Necessity is the mother of Invention
So, there we have it—’Liberation Day,’ as President Trump styled it. His speech in the Rose Garden was designed to play the strong man for his US domestic audience. It was a classic piece of Trumpian theatre, but what should we make of the outcome as investors?
Let us first go back to early 2020. We believe globalisation peaked at the start of the COVID panic and has been in retreat ever since. Here, globalisation refers to the ability of nations to trade with each other with minimal friction, costs, and regulation.
The pandemic underscored the security and critical nature of supply chains. While the circumstances were difficult, countries adapted and found new ways to provide their populations with essential goods. Individual countries began to reinvent their supply chains around countries they felt they could trust.

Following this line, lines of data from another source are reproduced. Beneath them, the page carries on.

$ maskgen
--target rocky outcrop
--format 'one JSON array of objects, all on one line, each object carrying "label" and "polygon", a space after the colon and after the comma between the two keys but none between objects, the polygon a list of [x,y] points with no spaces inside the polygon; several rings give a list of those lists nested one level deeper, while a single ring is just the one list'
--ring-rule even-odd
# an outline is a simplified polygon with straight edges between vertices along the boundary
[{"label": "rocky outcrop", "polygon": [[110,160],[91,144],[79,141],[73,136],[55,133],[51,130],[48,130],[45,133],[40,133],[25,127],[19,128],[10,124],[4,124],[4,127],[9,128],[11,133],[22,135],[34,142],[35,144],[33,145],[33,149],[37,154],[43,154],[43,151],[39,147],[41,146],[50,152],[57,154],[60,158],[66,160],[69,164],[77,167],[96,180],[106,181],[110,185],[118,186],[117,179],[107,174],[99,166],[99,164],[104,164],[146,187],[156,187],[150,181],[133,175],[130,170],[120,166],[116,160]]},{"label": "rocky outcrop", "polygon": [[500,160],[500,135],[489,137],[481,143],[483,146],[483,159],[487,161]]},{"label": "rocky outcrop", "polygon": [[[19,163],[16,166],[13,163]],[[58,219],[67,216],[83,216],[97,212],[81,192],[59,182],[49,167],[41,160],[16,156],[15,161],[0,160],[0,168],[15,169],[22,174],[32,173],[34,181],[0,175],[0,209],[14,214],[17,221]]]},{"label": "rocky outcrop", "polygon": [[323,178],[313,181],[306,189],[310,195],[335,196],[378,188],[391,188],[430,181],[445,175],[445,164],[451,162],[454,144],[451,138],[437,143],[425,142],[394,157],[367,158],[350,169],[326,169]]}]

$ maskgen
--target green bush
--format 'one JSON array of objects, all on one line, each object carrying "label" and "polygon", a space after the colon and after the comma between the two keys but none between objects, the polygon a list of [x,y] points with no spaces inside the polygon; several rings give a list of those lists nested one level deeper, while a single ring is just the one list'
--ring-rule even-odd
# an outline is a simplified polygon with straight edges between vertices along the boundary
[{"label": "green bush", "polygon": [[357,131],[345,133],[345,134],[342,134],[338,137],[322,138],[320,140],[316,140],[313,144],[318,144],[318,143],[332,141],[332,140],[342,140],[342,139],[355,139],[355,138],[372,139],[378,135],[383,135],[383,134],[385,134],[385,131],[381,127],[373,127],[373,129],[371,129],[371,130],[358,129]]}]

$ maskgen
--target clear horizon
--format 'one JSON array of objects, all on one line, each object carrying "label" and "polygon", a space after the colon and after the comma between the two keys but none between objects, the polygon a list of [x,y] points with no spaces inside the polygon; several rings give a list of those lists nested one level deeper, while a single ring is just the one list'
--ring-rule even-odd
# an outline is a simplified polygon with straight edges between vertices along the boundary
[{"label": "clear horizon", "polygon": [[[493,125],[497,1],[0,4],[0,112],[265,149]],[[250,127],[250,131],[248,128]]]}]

Next came another harsh lesson when Putin’s Russia invaded Ukraine, and much of Europe realised how mistakenly dependent it had become on Russian energy. Germany abandoned its carefully planned energy policy in a matter of days, and European leaders scrambled to secure alternative energy sources. As with the pandemic fallout, volatility surged, causing sharp fluctuations in the prices of stocks, oil, and even gold. Once again, economies saw new winners and losers at both the country and company levels.
Trump’s Tariffs
And so, we come to Trump’s tariffs. These are not what is often called a ‘Black Swan’ event i.e. one nobody could have foreseen. In fact, it was the opposite. Trump has been vocal about implementing “huge” tariffs since the start of his re-election campaign. Countries such as China have been preparing for this latest escalation in their economic battle with the US for months, if not years.

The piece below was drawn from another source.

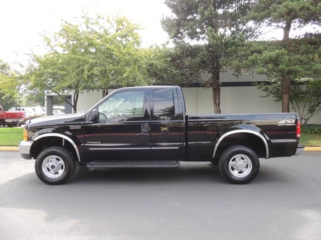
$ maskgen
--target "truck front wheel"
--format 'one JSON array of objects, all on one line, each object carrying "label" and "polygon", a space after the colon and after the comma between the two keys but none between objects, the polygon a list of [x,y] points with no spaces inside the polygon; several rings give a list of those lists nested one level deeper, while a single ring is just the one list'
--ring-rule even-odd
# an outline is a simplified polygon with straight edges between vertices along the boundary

Trump argues that America will benefit from these tariffs and implies that other nations will lose. We disagree. While some countries will face significant headwinds, they will adapt and ultimately thrive. Meanwhile, the US itself will also suffer economic consequences. In the coming weeks, we expect more pro-growth policies and stimulus measures from Europe and China, which should positively impact their markets.

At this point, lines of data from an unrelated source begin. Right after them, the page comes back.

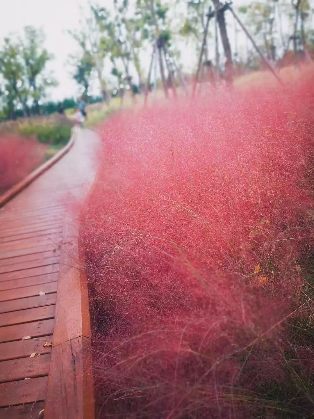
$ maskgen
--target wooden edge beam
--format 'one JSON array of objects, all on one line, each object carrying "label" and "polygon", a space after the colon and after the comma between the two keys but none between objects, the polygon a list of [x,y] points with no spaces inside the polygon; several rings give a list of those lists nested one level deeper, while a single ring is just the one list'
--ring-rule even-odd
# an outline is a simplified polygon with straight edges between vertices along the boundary
[{"label": "wooden edge beam", "polygon": [[95,419],[88,292],[77,222],[66,220],[64,231],[45,419]]}]

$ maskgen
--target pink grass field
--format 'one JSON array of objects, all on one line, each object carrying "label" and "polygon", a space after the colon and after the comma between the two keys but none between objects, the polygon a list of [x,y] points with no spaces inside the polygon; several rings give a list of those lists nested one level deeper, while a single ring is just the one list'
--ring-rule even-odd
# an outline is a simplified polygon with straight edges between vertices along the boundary
[{"label": "pink grass field", "polygon": [[35,139],[0,132],[0,194],[43,163],[47,147]]},{"label": "pink grass field", "polygon": [[99,418],[309,417],[314,72],[120,112],[81,213]]}]

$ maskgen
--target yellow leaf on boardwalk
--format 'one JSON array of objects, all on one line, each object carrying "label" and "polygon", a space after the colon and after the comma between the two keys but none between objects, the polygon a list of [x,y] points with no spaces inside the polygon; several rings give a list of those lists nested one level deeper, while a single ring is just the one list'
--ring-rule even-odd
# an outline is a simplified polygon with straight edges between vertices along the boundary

Trump has also forced the world outside the US to become less dependent on America for trade and economic stability.
The economic and market environment that defined the period between the global financial crisis (GFC) in 2008 and Trump’s re-election has definitively ended. We often caution about the dangers of investing using the rear-view mirror, but as hard as that is, it’s probably more important than ever since the GFC.
Genuinely diversified portfolios, without reliance on one geography or asset, are the best tried and tested way to invest over the medium to long term. Many assets have struggled to shine as the US growth stock bandwagon encapsulated by the Magnificent (Mag) 7 companies, such as Nvidia, reached stratospheric valuations. Further market turbulence is likely over coming weeks/months as markets see how much retaliation there is and/or scope to negotiate the tariffs down.
There remains a tremendous opportunity here for investors who can see past the winners of the last few years.
These tariffs clearly increase the risk of a short-lived recession in the US, but our base case remains that this is avoided. If there were a recession, markets would very likely fall further. However, central banks would respond by cutting interest rates considerably, limiting the extent of any downturn and providing the basis for a subsequent recovery in markets.
While everyone must accept we live in much more volatile times, the positioning of our portfolios reflects the new world order and is designed to capture these same opportunities.